Borrowing or Co-Investing for a Down Payment

Bring in a partner. If you are big on ideas but short on cash, bringing in a partner who will provide the funding and allow you to do the managing might be an attractive option. You will need to write up a contract that establishes who is responsible for what, and how the profits will be divided

If your partner is in place strictly for financial support, make sure you retain all control over the day-to-day management of your investment.

Borrow money. If you have little or no money on hand and you want to make a real estate investment, borrowing money from a bank or family and friends is another option. However, be sure you will be able to pay back the debt

 Find a lender who will allow you to take out a loan for a down payment on top of the mortgage loan you have on your own house. This could be a line of credit or a second mortgage using your home as collateral. Look for a low interest rate that will allow you to purchase the property economically enough that you can still make a profit later on your investment

 Ask friends, family members or business partners for the start-up money you need. You can pay them back as soon as a profit is made. Be sure to sign a detailed contract that includes repayment terms, interest rate and what ownership, if any, the lender will have in the property. (Approach this option very carefully. See the Warnings section.)

The value of your investment increases when the value of the property goes up.
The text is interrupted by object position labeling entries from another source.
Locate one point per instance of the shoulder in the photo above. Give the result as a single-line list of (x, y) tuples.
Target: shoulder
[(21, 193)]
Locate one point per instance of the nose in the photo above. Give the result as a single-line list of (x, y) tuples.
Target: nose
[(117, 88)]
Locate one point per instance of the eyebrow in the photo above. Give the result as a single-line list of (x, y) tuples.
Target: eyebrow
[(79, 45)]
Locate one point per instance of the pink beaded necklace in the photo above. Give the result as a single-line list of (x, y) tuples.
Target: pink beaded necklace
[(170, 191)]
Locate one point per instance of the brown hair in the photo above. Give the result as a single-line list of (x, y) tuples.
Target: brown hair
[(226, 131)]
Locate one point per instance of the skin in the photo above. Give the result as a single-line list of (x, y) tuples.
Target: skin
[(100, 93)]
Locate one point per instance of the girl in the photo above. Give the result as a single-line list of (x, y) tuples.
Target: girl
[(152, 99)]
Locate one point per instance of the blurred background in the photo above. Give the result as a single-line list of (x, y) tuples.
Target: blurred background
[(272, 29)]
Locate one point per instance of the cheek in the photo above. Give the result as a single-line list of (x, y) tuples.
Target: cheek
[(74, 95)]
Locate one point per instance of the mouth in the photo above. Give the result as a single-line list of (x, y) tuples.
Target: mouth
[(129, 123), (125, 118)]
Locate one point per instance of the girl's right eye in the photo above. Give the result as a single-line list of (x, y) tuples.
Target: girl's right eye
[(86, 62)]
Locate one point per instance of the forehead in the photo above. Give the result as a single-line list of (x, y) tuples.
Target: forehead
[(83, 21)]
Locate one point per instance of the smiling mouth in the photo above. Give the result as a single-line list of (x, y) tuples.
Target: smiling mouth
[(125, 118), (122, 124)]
If the properties are leased by tenants, you can get cash flow from the rent payments.

Finding Properties to Purchase

 Work with an experienced real estate broker. It will cost you nothing to work with a real estate broker experienced in finding properties that have the potential of not requiring a down payment. Ask people experienced in real estate investing for names of brokers they have worked with. Look for details about a particular agent's background on the real estate company's website.

 Seek out motivated sellers. These people are desperate to sell for reasons such as bankruptcy, divorce, death of a relative, an out-of-town new job, poor condition of the property, behind on payments, etc. They will be more open to providing funding to close the deal quickly. Your local real estate broker can help provide information on who might be in this situation. 

Search online for properties that offer incentives. These can include little or no down payment or seller financing. Check out homepath.com, a resale marketing site. Fannie Mae also lists thousands of properties they acquired through foreclosure

Tips

There are many research options available to the novice real estate investor. They include websites, books, magazines, fee-based financial advisors, and friends and family who are experienced with real estate. Ask questions until you're sure you understand what you're getting into. Then ask some more.

*Research a property thoroughly before offering to buy it. Properties that have been on the market for a while or are in danger of foreclosure might have owners who are more willing to consider creative financing ideas. Look for opportunities that will allow you to acquire property without any money up front. Real estate agents and foreclosure-related websites can point you toward such properties.